Club owners are in the business of helping members take time for their health and make themselves a priority, but maintaining those same standards for the club's own employees can be a challenge. In a business that often involves long hours and stress, it is easy to forget about keeping a good quality of work life.
"There's a tendency to put in a lot of hours and have a lot of expectations," says Maureen McGonagle, director of campus recreation at DePaul University, Chicago. "I think that's the challenge clubs face. It's hard when you're in a high-stress position not to let it negatively affect your quality of life."
Quality of work life can involve many factors, but in general, it means how satisfied and happy employees are about their jobs, McGonagle says. Part of ensuring employees have a good quality of work life involves providing them with the resources and support they need to do their jobs well. Employees are happier and more satisfied when they are clear about how to do their jobs, supported in their work and confident in their abilities to do it.
Fitness industry employees often get into the business because they have a passion for helping people become healthier. But with the stress of long hours and financial downturns, those same people can become unhappy in their jobs, says Michele Bell, owner and co-founder of OneWellness, Palo Alto, CA.
"It's the nature of the business," she says. "We often look to make ourselves available at the expense of our own employees. The fitness industry has a high number of burnouts."
To improve the quality of work life at your business, experts suggest these tips:
Acknowledge hard work. Supervisors should ensure that their employees feel appreciated, McGonagle says. That appreciation can be expressed by simply praising them publicly when they do good work and giving them a chance to take risks, even if they make a mistake.
"If employees know that their supervisor has their backs—that they're respected and that you'll look after them no matter what—they'll feel pretty darn good about things," McGonagle says.
Invest in their development. Setting aside time for career development can not only improve employee performance but also can show that you care about their growth and success. At DePaul, McGonagle instituted an employee reading day twice each year during which employees spend a morning on their professional development, often by reading books, magazines and websites about a topic of their choice related to their career. The employees then share what they learned with each other over a company-paid lunch.

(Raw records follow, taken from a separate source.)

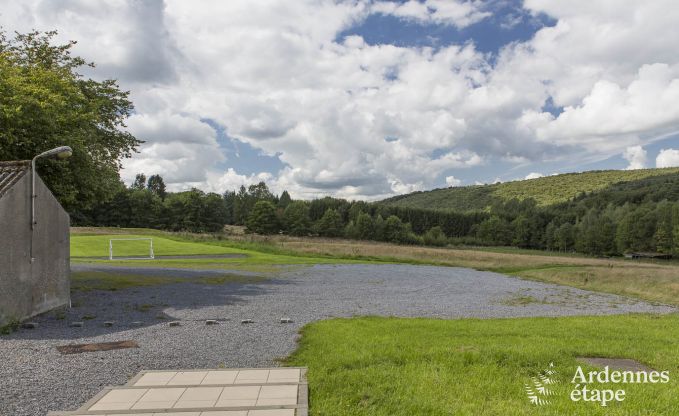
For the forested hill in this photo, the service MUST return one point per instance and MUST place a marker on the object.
(545, 191)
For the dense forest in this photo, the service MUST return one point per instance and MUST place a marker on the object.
(637, 215)
(548, 190)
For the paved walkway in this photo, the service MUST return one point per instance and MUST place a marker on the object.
(228, 392)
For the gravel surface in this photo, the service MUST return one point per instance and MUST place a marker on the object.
(35, 377)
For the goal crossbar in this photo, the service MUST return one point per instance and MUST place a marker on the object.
(110, 248)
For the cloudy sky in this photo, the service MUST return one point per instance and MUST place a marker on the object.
(367, 99)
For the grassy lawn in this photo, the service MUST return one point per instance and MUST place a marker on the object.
(391, 367)
(97, 280)
(93, 248)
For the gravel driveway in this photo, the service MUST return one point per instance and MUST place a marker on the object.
(35, 377)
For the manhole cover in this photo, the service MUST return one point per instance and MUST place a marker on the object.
(102, 346)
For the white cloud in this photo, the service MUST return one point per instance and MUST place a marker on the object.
(534, 175)
(275, 75)
(667, 158)
(453, 181)
(451, 12)
(636, 156)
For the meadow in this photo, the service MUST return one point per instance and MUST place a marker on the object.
(402, 367)
(405, 366)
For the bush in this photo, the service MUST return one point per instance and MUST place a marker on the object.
(435, 237)
(296, 219)
(262, 219)
(330, 224)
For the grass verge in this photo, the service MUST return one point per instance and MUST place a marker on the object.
(650, 281)
(112, 281)
(404, 367)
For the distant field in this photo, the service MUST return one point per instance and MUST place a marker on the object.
(404, 367)
(98, 246)
(546, 191)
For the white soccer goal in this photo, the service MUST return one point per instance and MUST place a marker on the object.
(131, 248)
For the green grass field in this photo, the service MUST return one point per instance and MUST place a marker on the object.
(404, 367)
(547, 190)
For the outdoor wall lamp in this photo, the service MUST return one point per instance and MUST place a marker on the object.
(61, 152)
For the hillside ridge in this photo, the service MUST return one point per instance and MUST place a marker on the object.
(547, 190)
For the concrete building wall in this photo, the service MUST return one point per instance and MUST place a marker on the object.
(29, 288)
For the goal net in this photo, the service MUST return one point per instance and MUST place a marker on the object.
(130, 249)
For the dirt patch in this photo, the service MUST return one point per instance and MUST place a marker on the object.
(624, 364)
(102, 346)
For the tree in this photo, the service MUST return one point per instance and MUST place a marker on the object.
(394, 230)
(330, 224)
(364, 226)
(296, 219)
(263, 219)
(564, 237)
(495, 230)
(45, 102)
(139, 182)
(435, 237)
(157, 186)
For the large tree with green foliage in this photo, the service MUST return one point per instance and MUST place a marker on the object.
(263, 219)
(296, 219)
(45, 102)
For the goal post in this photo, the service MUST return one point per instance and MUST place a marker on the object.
(132, 250)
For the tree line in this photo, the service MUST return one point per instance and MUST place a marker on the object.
(633, 216)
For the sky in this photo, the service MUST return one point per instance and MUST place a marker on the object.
(365, 99)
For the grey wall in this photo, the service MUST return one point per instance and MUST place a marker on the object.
(26, 288)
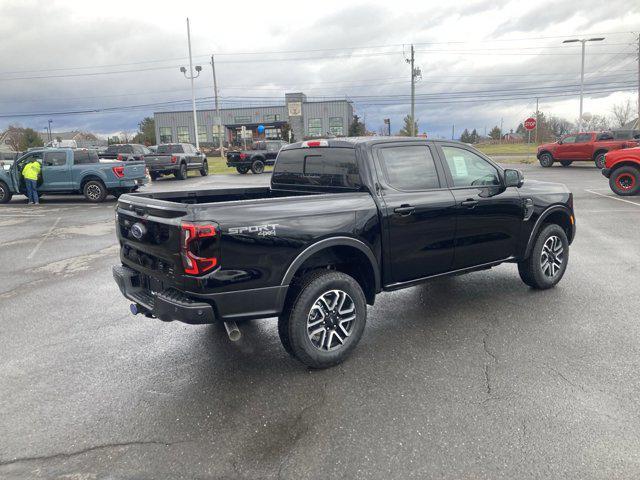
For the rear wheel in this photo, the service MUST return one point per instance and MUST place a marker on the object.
(204, 171)
(547, 263)
(325, 320)
(257, 167)
(625, 181)
(5, 193)
(181, 174)
(546, 160)
(94, 191)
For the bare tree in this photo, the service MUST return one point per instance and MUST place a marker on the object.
(621, 113)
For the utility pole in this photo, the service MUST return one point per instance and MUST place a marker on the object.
(583, 41)
(538, 120)
(415, 72)
(215, 94)
(190, 77)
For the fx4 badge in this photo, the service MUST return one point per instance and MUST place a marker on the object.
(268, 230)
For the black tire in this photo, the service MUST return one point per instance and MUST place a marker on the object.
(545, 270)
(181, 173)
(546, 160)
(625, 181)
(5, 193)
(337, 334)
(204, 171)
(257, 167)
(599, 160)
(94, 191)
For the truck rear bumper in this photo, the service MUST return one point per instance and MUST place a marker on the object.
(172, 305)
(167, 306)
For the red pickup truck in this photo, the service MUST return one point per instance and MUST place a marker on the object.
(622, 168)
(581, 147)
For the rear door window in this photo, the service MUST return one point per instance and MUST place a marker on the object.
(318, 167)
(409, 167)
(55, 159)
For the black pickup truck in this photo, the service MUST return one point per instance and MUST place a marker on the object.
(263, 153)
(342, 221)
(176, 159)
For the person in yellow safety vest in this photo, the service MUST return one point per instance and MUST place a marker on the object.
(30, 173)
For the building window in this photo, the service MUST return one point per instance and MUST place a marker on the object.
(202, 133)
(315, 127)
(166, 136)
(336, 126)
(274, 133)
(183, 135)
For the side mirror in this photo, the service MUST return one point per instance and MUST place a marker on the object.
(513, 178)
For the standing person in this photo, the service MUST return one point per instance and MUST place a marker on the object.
(30, 173)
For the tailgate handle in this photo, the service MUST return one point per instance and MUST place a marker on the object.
(469, 203)
(405, 210)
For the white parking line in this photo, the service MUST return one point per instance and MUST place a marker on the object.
(37, 247)
(613, 198)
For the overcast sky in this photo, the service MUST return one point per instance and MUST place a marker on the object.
(481, 61)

"It doesn't cost anything, other than the opportunity cost of what they could have been doing that day," McGonagle says. "But it's a commitment and demonstration to people that we value their professional development."
Find ways to limit hours. In a business where many facilities are open 5 a.m. to 11 p.m., managers and exempt employees might be putting in 50 to 60 hours per week, says Nick Taylor, former vice president of operations for the Sports Club Co. One way to decrease those hours is to teach club managers and assistant managers how to delegate. However, the process really starts when hiring employees. You must ensure that you get the right people at all levels who consider the industry as a career.
"The best advice I gave was to teach, train and coach," Taylor says. "If you put the right people around you, you don't have to be at the club 12 hours a day."
Schedule regular get-togethers. At larger clubs, it can be difficult to get to know all of your employees, but having time for managers and employees to interact after hours can help you find out about their career aspirations, their families and their hobbies.
"There's such a focus on performance that we sometimes forget that [employees] are human," Bell says. "In the middle of day-to-day operations, it can be hard to get to know them. Be sure that the managers are not just checking in on their skills but how they're doing as a person."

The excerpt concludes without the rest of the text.